13 Responses to “Stanza vs. Classics: Maybe I Can Save You $3”

  1. I agree with you on many points of the above, the only problem I have is that Stanza’s typography is significantly weaker than Classics. I enjoy reading Classics more because the margins are consistent top/bottom as well as left/right, and the leading is more cleanly defined. Sure, the buttons take up real estate, but the header does a good job of showing my status, and the footer number is a quant reminder of traditional reading.

    If Stanza gets the typographic power (and it’s preferences aren’t there yet) of Classics, it’ll be a killer – or if Classic opens up like Stanza (which I doubt).

  2. The animation of the page-flipping in Classics is not as great as everyone makes it out to be. In fact, to my eyes it pops and changes direction for a couple of frames halfway through the motion making it extremely distracting to the reading experience. It doesn’t look natural at all.

    Thanks for the Stanza reference, I’ve downloaded it and can already tell that it will become my reader of choice on the Iphone.

  3. Dean,

    I can understand the frustration with crashes. I’ve downloaded nearly 20 books in Stanza and not had that problem.

    Regarding formatting, the vast majority of “classics” do not have special use of whitespace or “uneven” bottom margins (except at the beginning or end of chapters), and to tell the truth I’m not sure if I like Classics doing that or not.

    It takes valuable screen space with the info bar and menu (not to mention the footer on every page), and then limits it further because the reader may not follow a new paragraph from one page to the next? No thanks.

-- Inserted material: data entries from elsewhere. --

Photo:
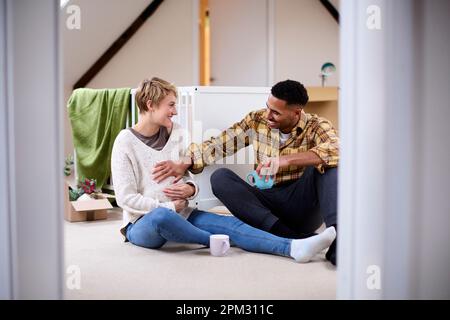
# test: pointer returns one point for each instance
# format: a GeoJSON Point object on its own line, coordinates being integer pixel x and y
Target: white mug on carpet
{"type": "Point", "coordinates": [219, 244]}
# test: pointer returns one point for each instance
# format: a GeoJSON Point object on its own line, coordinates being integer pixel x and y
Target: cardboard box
{"type": "Point", "coordinates": [90, 210]}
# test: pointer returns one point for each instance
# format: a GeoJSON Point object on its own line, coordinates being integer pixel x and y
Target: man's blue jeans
{"type": "Point", "coordinates": [160, 225]}
{"type": "Point", "coordinates": [302, 205]}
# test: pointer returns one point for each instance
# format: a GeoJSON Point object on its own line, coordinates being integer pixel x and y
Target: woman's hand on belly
{"type": "Point", "coordinates": [179, 191]}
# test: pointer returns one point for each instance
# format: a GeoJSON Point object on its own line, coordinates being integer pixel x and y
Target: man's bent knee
{"type": "Point", "coordinates": [219, 177]}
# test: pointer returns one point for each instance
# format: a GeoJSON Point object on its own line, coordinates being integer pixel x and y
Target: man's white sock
{"type": "Point", "coordinates": [303, 250]}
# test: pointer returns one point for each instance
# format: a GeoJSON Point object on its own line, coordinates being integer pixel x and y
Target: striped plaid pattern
{"type": "Point", "coordinates": [312, 133]}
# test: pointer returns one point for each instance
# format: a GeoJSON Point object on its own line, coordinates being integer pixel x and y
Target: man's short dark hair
{"type": "Point", "coordinates": [293, 92]}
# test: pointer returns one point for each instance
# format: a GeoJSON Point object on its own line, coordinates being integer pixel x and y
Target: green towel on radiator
{"type": "Point", "coordinates": [97, 116]}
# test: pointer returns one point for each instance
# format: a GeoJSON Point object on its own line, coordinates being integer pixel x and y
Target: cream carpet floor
{"type": "Point", "coordinates": [112, 269]}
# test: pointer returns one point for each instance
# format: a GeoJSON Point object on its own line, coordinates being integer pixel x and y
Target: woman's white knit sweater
{"type": "Point", "coordinates": [132, 162]}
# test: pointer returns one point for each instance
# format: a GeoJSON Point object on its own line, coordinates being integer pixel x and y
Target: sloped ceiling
{"type": "Point", "coordinates": [102, 22]}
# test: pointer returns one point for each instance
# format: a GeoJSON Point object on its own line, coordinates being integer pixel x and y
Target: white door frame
{"type": "Point", "coordinates": [393, 173]}
{"type": "Point", "coordinates": [31, 161]}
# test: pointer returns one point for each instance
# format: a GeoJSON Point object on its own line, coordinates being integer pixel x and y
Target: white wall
{"type": "Point", "coordinates": [306, 36]}
{"type": "Point", "coordinates": [164, 47]}
{"type": "Point", "coordinates": [5, 220]}
{"type": "Point", "coordinates": [260, 42]}
{"type": "Point", "coordinates": [432, 236]}
{"type": "Point", "coordinates": [393, 185]}
{"type": "Point", "coordinates": [239, 42]}
{"type": "Point", "coordinates": [33, 124]}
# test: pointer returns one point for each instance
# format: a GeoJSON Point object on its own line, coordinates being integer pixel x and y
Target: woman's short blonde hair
{"type": "Point", "coordinates": [155, 90]}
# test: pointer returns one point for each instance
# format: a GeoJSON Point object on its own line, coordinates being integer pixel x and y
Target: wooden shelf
{"type": "Point", "coordinates": [318, 94]}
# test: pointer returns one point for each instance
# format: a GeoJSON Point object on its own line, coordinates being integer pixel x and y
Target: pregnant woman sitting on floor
{"type": "Point", "coordinates": [155, 213]}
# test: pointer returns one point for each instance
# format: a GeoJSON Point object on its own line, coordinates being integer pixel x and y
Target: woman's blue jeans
{"type": "Point", "coordinates": [160, 225]}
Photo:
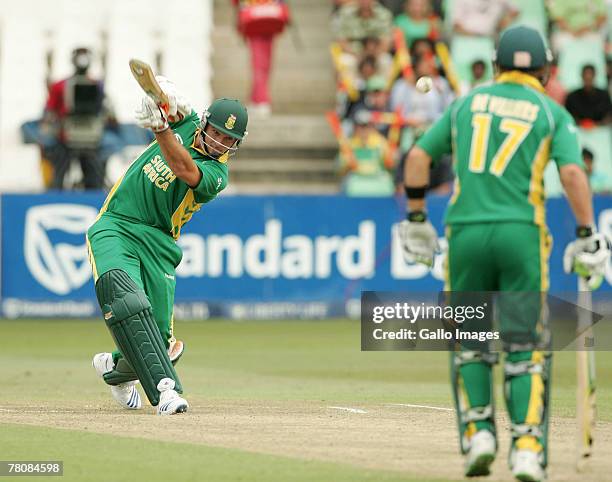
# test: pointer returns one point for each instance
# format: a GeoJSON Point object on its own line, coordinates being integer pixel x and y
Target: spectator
{"type": "Point", "coordinates": [479, 70]}
{"type": "Point", "coordinates": [367, 69]}
{"type": "Point", "coordinates": [394, 6]}
{"type": "Point", "coordinates": [475, 23]}
{"type": "Point", "coordinates": [482, 18]}
{"type": "Point", "coordinates": [576, 18]}
{"type": "Point", "coordinates": [372, 47]}
{"type": "Point", "coordinates": [377, 95]}
{"type": "Point", "coordinates": [589, 105]}
{"type": "Point", "coordinates": [376, 99]}
{"type": "Point", "coordinates": [76, 113]}
{"type": "Point", "coordinates": [421, 110]}
{"type": "Point", "coordinates": [422, 46]}
{"type": "Point", "coordinates": [260, 21]}
{"type": "Point", "coordinates": [417, 21]}
{"type": "Point", "coordinates": [365, 173]}
{"type": "Point", "coordinates": [357, 22]}
{"type": "Point", "coordinates": [554, 87]}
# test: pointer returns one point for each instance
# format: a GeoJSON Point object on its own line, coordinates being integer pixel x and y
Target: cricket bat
{"type": "Point", "coordinates": [585, 377]}
{"type": "Point", "coordinates": [143, 73]}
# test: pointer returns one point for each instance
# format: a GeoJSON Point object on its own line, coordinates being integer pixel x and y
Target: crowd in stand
{"type": "Point", "coordinates": [382, 47]}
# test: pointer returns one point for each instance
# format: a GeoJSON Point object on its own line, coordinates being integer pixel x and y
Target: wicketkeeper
{"type": "Point", "coordinates": [132, 245]}
{"type": "Point", "coordinates": [501, 137]}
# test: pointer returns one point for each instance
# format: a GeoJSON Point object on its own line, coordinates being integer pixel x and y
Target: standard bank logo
{"type": "Point", "coordinates": [58, 265]}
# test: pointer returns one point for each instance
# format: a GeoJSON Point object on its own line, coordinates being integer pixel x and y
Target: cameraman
{"type": "Point", "coordinates": [76, 114]}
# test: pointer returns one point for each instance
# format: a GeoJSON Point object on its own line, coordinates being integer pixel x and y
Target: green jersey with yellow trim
{"type": "Point", "coordinates": [502, 136]}
{"type": "Point", "coordinates": [150, 193]}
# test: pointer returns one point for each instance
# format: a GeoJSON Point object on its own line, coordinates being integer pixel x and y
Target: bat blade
{"type": "Point", "coordinates": [143, 73]}
{"type": "Point", "coordinates": [586, 406]}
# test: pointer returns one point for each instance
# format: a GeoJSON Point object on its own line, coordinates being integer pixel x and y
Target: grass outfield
{"type": "Point", "coordinates": [270, 401]}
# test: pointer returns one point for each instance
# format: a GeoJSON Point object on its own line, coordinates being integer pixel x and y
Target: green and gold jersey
{"type": "Point", "coordinates": [150, 193]}
{"type": "Point", "coordinates": [502, 136]}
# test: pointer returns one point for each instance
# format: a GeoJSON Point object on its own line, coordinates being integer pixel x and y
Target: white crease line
{"type": "Point", "coordinates": [349, 409]}
{"type": "Point", "coordinates": [443, 409]}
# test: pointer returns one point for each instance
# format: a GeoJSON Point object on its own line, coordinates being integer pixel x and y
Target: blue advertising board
{"type": "Point", "coordinates": [244, 256]}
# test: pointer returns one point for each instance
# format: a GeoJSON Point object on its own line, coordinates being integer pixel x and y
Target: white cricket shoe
{"type": "Point", "coordinates": [170, 402]}
{"type": "Point", "coordinates": [526, 466]}
{"type": "Point", "coordinates": [481, 454]}
{"type": "Point", "coordinates": [125, 394]}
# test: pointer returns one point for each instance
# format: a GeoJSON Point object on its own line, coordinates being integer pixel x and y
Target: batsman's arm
{"type": "Point", "coordinates": [565, 150]}
{"type": "Point", "coordinates": [178, 158]}
{"type": "Point", "coordinates": [576, 186]}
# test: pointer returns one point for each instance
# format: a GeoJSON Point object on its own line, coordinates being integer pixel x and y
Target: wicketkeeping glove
{"type": "Point", "coordinates": [588, 256]}
{"type": "Point", "coordinates": [419, 239]}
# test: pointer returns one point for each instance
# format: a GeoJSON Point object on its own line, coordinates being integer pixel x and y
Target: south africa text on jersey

    Having said that, Stanza does need to support italics and bold, and Classics may handle diagrams better (“The Hound of the Baskervilles”, used here because I had it for both programs, does not have any), but only time will tell.

  4. Stanza crashes every time I try to download a book from any repository. Not impressed. I’ve managed to transfer a book via the desktop app, but the formatting isn’t very good. That is where I think Classics is superior. Each book is formatted to look good on the iPhone, so you don’t end up with paragraphs that start on the last line with a break before it for example. Each book is treated with the respect it deserves.

  5. Stanza is almost perfect — some passages in some books are hard to read as it currently doesn’t support text styles like bold or italic. In my eyes, that is a glaring oversight… well, it would be, if it wasn’t intentional. I believe the developers are slowly seeing the light regarding this decision.

    All in all, it’s an application I would gladly pay for.

    Now, the last major stumbling block is the often outrageous situation of ebook pricing. is selling some newer ebooks for up to $25. Clearly, this needs to change.